No, absolutely not. It sounds as if your mother made every effort to insure that you had peers and friendships with kids you could relate to. You also stated earlier that she took you to conventions where there were deaf signers. From what you have told me, your mother did not allow any of her personal bias enter into what decisions she made on your behalf.
 
I know this.

I disagree that it's all about language access. The CI is all about language access, too. I have seen many success in this route, too. I have met so many deaf people that thrived in the hearing world born deaf or not. That's why I do not believe that all deaf children should be only secluded to deaf education. Deaf schools should be a tool to help you mainstream to the local district school.



It's all about support and being in the right school system deaf or not. I have seen many children using sign language that have poor language. I have seen a few deaf children who sign and have poor speech skills. Do I know why their speech skills is poor? No. Do I know if the parent are doing everything with full support to help their children thrive? No. Do I know why the children with sign language/no CI have poor language skills? No. Do we fully know their life enought to blame it that it's only because ASL is not in their household? No. Does this sound like sign language is helping bridge the gap with language problems, doesn't seem so. This is what parents don't want.

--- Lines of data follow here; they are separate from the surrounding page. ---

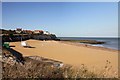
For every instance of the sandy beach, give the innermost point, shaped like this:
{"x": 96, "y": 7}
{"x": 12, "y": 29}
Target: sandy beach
{"x": 69, "y": 54}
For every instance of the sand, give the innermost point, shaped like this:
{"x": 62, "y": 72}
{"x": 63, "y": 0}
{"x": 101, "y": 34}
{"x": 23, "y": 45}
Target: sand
{"x": 69, "y": 54}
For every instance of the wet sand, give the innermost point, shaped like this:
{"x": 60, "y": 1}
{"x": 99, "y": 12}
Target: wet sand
{"x": 69, "y": 54}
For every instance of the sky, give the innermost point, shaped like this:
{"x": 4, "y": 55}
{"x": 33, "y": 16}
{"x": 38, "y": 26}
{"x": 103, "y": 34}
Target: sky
{"x": 65, "y": 19}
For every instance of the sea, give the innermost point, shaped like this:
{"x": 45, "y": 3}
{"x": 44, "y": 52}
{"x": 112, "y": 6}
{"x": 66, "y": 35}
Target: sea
{"x": 112, "y": 43}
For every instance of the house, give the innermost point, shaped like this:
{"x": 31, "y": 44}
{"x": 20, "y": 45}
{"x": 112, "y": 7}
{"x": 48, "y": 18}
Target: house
{"x": 18, "y": 30}
{"x": 46, "y": 32}
{"x": 27, "y": 32}
{"x": 38, "y": 32}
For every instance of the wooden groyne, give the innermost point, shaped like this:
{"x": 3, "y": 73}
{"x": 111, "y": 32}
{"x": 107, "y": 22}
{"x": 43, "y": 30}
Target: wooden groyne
{"x": 19, "y": 37}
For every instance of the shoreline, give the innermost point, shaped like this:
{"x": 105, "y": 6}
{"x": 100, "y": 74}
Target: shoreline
{"x": 88, "y": 46}
{"x": 70, "y": 53}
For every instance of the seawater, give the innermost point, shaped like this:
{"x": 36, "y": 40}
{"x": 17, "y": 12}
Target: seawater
{"x": 112, "y": 43}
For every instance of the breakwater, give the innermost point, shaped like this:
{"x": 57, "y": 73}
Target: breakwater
{"x": 19, "y": 37}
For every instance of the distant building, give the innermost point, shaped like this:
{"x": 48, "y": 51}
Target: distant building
{"x": 46, "y": 32}
{"x": 38, "y": 32}
{"x": 27, "y": 32}
{"x": 18, "y": 30}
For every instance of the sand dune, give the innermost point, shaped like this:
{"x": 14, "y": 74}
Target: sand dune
{"x": 69, "y": 54}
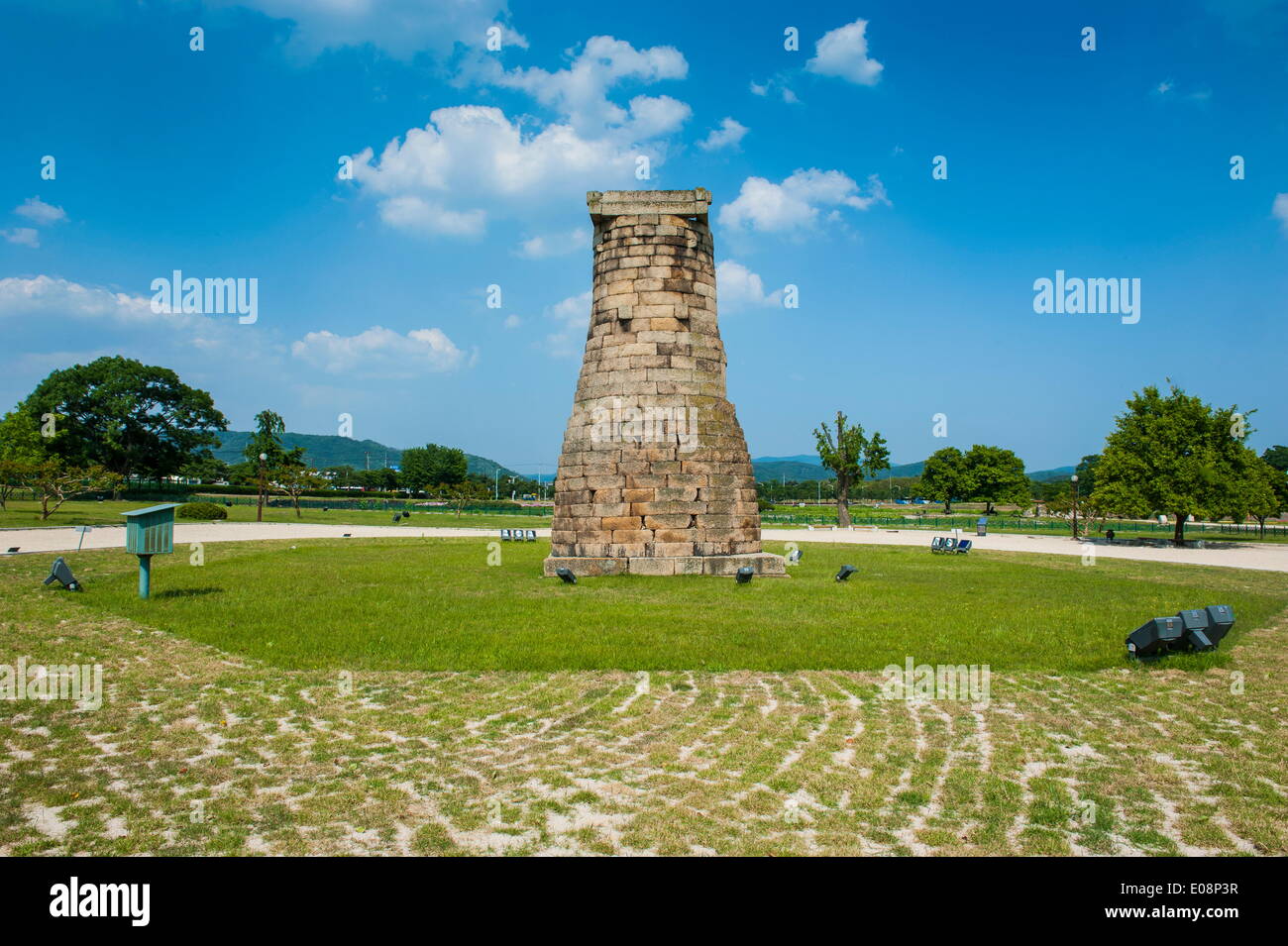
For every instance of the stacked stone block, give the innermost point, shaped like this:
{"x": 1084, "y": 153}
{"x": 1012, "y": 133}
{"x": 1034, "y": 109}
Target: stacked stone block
{"x": 655, "y": 476}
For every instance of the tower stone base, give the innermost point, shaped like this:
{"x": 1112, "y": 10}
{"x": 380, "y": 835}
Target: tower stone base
{"x": 655, "y": 476}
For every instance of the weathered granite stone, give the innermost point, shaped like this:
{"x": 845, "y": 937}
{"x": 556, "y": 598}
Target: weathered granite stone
{"x": 655, "y": 473}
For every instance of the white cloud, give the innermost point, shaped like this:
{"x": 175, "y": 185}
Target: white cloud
{"x": 43, "y": 214}
{"x": 797, "y": 203}
{"x": 572, "y": 317}
{"x": 1167, "y": 91}
{"x": 1279, "y": 210}
{"x": 763, "y": 89}
{"x": 471, "y": 158}
{"x": 844, "y": 53}
{"x": 738, "y": 287}
{"x": 56, "y": 299}
{"x": 22, "y": 236}
{"x": 728, "y": 134}
{"x": 399, "y": 27}
{"x": 554, "y": 244}
{"x": 476, "y": 154}
{"x": 579, "y": 94}
{"x": 417, "y": 215}
{"x": 378, "y": 352}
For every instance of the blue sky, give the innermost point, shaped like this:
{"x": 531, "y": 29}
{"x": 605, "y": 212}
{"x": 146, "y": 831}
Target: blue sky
{"x": 915, "y": 295}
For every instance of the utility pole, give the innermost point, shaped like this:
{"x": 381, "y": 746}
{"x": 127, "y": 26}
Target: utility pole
{"x": 259, "y": 514}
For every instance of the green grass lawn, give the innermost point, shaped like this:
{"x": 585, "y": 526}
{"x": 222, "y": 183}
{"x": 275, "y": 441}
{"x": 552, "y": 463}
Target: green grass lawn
{"x": 437, "y": 605}
{"x": 26, "y": 514}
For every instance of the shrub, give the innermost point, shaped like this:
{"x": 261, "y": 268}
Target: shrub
{"x": 201, "y": 510}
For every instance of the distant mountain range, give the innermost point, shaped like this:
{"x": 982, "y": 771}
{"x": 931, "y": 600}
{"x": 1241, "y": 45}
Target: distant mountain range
{"x": 327, "y": 450}
{"x": 804, "y": 468}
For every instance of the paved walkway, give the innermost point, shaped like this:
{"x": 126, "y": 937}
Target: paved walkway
{"x": 1266, "y": 558}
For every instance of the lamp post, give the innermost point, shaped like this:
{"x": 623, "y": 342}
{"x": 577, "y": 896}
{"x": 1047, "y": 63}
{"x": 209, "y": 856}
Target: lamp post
{"x": 1074, "y": 481}
{"x": 259, "y": 514}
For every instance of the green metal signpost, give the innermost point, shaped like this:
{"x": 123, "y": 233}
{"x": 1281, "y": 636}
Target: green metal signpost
{"x": 150, "y": 532}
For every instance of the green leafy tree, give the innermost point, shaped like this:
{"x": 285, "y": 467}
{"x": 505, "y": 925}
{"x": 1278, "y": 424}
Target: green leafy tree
{"x": 460, "y": 494}
{"x": 21, "y": 451}
{"x": 1086, "y": 473}
{"x": 267, "y": 443}
{"x": 267, "y": 439}
{"x": 996, "y": 475}
{"x": 1173, "y": 454}
{"x": 849, "y": 455}
{"x": 54, "y": 481}
{"x": 945, "y": 476}
{"x": 206, "y": 468}
{"x": 1261, "y": 490}
{"x": 133, "y": 418}
{"x": 433, "y": 464}
{"x": 1276, "y": 457}
{"x": 292, "y": 477}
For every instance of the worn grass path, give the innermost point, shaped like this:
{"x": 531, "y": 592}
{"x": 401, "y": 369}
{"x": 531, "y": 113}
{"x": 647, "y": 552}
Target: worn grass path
{"x": 197, "y": 752}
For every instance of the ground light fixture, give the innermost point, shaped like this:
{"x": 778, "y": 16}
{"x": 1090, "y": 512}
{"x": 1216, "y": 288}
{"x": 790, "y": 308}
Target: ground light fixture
{"x": 1196, "y": 626}
{"x": 1196, "y": 630}
{"x": 1154, "y": 637}
{"x": 60, "y": 572}
{"x": 1220, "y": 620}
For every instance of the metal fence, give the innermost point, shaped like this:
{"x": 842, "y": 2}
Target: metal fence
{"x": 947, "y": 523}
{"x": 283, "y": 502}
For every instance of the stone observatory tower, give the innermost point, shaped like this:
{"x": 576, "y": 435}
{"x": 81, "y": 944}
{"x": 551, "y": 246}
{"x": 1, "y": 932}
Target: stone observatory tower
{"x": 655, "y": 476}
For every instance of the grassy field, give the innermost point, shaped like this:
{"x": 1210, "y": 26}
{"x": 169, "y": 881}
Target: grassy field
{"x": 26, "y": 514}
{"x": 227, "y": 749}
{"x": 1005, "y": 523}
{"x": 437, "y": 605}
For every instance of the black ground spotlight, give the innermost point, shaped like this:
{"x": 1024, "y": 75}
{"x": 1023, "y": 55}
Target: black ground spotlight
{"x": 1194, "y": 630}
{"x": 1220, "y": 620}
{"x": 1154, "y": 637}
{"x": 60, "y": 573}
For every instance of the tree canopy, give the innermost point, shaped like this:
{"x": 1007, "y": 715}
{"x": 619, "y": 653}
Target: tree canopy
{"x": 996, "y": 475}
{"x": 132, "y": 418}
{"x": 945, "y": 476}
{"x": 850, "y": 456}
{"x": 432, "y": 465}
{"x": 1176, "y": 455}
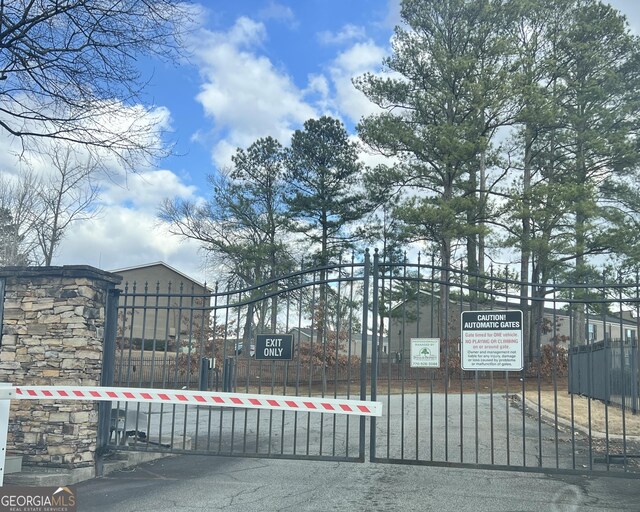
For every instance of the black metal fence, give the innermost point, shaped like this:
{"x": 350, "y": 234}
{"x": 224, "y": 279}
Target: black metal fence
{"x": 608, "y": 371}
{"x": 571, "y": 408}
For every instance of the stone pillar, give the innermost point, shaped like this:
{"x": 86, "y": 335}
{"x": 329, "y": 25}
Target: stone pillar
{"x": 53, "y": 334}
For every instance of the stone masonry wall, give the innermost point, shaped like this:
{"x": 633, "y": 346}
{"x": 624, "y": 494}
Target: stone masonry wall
{"x": 52, "y": 334}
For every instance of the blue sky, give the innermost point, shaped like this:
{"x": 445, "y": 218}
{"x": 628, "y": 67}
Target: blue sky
{"x": 257, "y": 68}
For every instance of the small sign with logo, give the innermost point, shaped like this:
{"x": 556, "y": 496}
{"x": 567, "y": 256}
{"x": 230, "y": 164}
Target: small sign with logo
{"x": 276, "y": 347}
{"x": 425, "y": 353}
{"x": 37, "y": 499}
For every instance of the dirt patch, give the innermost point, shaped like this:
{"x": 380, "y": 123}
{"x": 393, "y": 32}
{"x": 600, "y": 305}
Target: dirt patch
{"x": 582, "y": 412}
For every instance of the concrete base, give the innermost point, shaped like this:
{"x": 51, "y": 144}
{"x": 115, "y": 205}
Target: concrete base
{"x": 36, "y": 476}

I am sure that poor support system applies to all children with disabilities. Deafness is not different to other disabilities.

I disagree with that.
 
A split placement like this is a great solution to the issue of education, as well as the psycho-social needs of children. I wish we saw more of them.

I agree...I would love to see more of those.
 
I know that, Vallee. That is why it is very important for a deaf child to have that connection with the deaf community for the reasons you so stated. No matter which device they use, they will always be deaf and a deaf child should have the best of both worlds.

Having speech skills is good, but many parents stop there. They don't go that extra mild to learn ASL themselves or find role models for the child, so that child learns his or her native language. I've heard parents on this forum question.... "What if the parent doesn't know ASL?" Well, then that is where the deaf community comes in. If you expose your child to his or her language from an early age, they will learn it irrespective of his or her access to sound.

The child's well being doesn't begin and end with the ears or what's on them. The child's well being encompasses a whole list of things that parents don't always account for.